But it is beautiful. I mean, it is for a momentary experience of unselfish generous love that God
actually gives to people who base their marriage on his will. And most of us, it’s interesting
isn’t it, God is so good to us, even those of us who don’t care about God, even those of us who
don’t care about Jesus have a strange experience of love for a moment at the beginning of a
marriage. It doesn’t last too long because we then become consumed with what we really want and
what we would enjoy, and either that happens during the courtship or it happens soon after we marry.
We stop being interested in the other person, we say the magic has gone out of the relationship but
really it is that we have ceased to love.
We have begun to concentrate not on giving which is the heart of love, but we have begun to
concentrate on getting. And you know how, because we have an uneasy conscious after certain
experiences, we have to say, “I love you.” But really we know fine well we don’t mean that, we
really mean I want to get from you, or I need you. And so most marriages that are not based on
God’s will after an initial experience of unselfish giving love, sink into just downright lust,
desire, wish for the security, significance, and happiness that they should get from God and they
concentrate on getting it from each other. And most civil marriages sink down onto that level and
that’s the basis of most civil marriages.

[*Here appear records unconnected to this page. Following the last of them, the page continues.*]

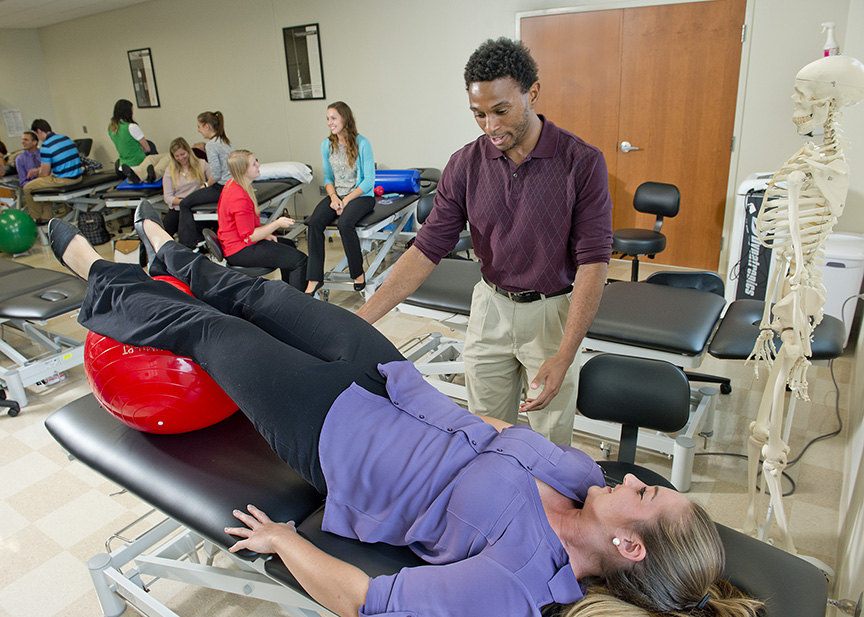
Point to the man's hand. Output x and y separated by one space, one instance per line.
550 377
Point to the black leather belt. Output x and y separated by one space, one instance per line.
526 296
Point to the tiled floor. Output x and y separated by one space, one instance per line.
55 513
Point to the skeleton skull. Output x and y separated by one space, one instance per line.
840 78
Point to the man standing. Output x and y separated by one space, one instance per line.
537 199
61 166
28 162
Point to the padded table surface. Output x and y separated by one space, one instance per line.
740 328
264 191
87 181
449 287
37 293
657 317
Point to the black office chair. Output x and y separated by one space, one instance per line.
215 248
84 145
633 392
656 198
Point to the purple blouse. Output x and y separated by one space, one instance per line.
531 223
423 472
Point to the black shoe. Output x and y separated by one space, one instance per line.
60 234
143 212
131 176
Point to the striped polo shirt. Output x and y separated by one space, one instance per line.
62 155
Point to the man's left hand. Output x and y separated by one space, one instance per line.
550 376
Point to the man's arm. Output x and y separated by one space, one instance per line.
408 273
587 291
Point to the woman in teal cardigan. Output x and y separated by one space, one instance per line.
349 177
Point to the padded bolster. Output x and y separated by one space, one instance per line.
40 294
657 317
88 181
264 192
449 287
197 478
740 327
789 586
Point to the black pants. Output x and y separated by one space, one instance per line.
282 254
282 356
324 215
188 230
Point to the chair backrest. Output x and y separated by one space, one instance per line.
634 392
213 244
84 145
657 198
703 281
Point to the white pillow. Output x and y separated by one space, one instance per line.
285 169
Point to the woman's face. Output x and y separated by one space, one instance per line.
182 157
206 130
335 121
254 169
633 501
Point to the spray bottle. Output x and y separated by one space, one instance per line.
831 47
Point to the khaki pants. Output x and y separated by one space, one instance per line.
42 210
505 346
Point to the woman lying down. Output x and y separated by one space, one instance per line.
507 521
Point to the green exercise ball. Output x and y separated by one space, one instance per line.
17 231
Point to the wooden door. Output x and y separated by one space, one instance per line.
665 79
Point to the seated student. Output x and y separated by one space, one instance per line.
61 166
508 521
349 177
211 125
185 174
28 161
136 161
245 242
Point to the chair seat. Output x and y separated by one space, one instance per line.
637 241
739 329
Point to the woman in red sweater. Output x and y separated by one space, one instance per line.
245 242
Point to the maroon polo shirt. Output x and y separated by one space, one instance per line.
532 224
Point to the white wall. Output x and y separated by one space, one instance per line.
22 80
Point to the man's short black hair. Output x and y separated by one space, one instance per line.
495 59
40 125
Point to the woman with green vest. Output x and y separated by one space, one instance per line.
136 161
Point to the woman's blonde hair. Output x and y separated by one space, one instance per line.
679 576
238 165
350 127
194 163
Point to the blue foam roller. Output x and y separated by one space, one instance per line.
398 180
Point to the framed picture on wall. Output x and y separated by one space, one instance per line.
143 77
303 61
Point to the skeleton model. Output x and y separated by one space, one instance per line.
800 208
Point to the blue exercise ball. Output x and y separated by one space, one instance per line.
17 231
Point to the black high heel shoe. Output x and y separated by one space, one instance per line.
60 234
145 212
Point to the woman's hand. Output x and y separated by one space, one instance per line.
260 534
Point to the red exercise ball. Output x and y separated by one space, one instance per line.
153 390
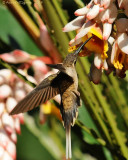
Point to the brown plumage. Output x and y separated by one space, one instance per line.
65 83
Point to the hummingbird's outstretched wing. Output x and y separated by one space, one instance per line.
46 90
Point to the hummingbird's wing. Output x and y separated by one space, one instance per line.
46 90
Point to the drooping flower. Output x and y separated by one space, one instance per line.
98 18
119 55
12 90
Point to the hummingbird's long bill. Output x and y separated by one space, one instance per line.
79 49
65 83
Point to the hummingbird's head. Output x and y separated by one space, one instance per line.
71 59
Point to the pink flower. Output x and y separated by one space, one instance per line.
16 56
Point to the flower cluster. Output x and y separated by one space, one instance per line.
110 36
12 90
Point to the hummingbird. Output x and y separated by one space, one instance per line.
65 83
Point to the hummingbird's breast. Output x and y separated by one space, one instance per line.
71 71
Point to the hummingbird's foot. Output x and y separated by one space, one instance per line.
68 143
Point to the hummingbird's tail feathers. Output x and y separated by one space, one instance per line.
79 49
58 66
68 143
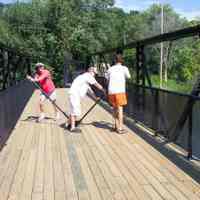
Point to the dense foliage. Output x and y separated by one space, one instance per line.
48 29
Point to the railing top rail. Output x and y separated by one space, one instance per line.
183 33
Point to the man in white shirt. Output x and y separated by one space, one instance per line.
117 75
79 88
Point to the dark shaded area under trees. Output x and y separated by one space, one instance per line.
47 29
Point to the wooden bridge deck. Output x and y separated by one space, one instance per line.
41 161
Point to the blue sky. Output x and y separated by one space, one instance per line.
187 8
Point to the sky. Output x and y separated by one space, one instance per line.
186 8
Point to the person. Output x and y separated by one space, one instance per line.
43 77
78 90
117 75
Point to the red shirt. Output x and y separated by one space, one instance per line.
45 81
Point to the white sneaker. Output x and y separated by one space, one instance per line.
41 117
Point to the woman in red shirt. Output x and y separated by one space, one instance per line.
43 77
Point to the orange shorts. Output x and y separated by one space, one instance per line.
116 100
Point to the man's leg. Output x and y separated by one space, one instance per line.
72 122
41 108
116 124
120 117
56 112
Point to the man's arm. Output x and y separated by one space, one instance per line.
98 86
127 73
91 92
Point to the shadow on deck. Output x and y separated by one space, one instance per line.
44 161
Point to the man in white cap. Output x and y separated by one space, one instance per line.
117 75
79 88
43 77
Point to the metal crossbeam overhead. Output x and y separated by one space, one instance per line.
183 33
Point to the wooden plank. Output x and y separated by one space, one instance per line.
90 181
9 174
142 143
70 189
107 166
57 163
152 192
37 196
48 169
39 173
28 182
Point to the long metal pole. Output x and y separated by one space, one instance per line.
161 47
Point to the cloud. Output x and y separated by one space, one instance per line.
190 15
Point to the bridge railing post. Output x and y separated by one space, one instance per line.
190 130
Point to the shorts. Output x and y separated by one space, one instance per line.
52 96
116 100
74 105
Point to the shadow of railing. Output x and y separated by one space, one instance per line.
12 103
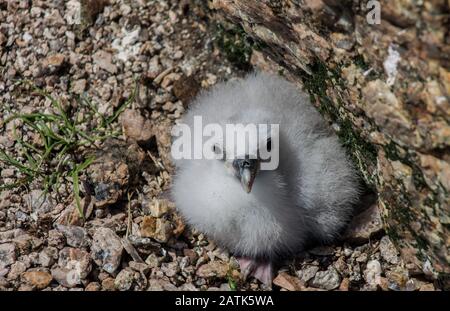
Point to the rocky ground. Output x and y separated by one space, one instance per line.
138 63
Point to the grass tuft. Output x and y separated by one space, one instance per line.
54 154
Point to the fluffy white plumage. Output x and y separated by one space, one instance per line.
308 198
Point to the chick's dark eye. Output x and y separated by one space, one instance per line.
217 150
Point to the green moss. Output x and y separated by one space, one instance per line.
236 45
362 152
392 153
359 61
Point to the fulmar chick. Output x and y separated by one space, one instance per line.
265 215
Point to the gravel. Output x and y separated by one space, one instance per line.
166 52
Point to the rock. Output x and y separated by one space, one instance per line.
388 251
344 285
106 250
159 208
38 279
154 68
75 236
93 287
73 266
156 228
89 10
152 261
7 255
116 166
140 267
16 270
56 239
288 282
131 250
307 273
108 284
372 273
53 64
170 268
104 60
124 280
169 79
48 256
136 127
393 145
322 251
213 269
40 202
79 86
364 226
397 277
185 89
25 243
190 287
329 279
427 288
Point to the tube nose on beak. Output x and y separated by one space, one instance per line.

I need you. I want you. I enjoy the praise that you give me or the sense of position or importance
that you give me as a provider and a father to your children, or I enjoy the security that you give
me and the money you provide, and the good home that you’ve given. Or, we both enjoy the thrill or
the exhilaration that we give to each other physically as long as we give it to each other. And
most civil marriages are based on that.
Whereas, a Christian marriage is based on the will of God and as a result of that of course, God
gives real giving love to those two people. That’s why loved ones, the marriage service goes like
this, “I call upon these persons here present to witness that I take thee to be my lawful wedded
wife to have and to hold from this day forward.” And then towards the end of this, “And to cherish
till death us do part according to God’s holy law and thereto I give thee my troth.” And troth is
the old English word for covenant and that’s why in a wedding in a Christian marriage you say, “I
make a covenant with you this day because I understand that the Creator of the universe wants you
and me to be together for life, and I understand that that is his will, I abide by his will for us
and I tell you in his name and for his glory that I’m staying with you until death.”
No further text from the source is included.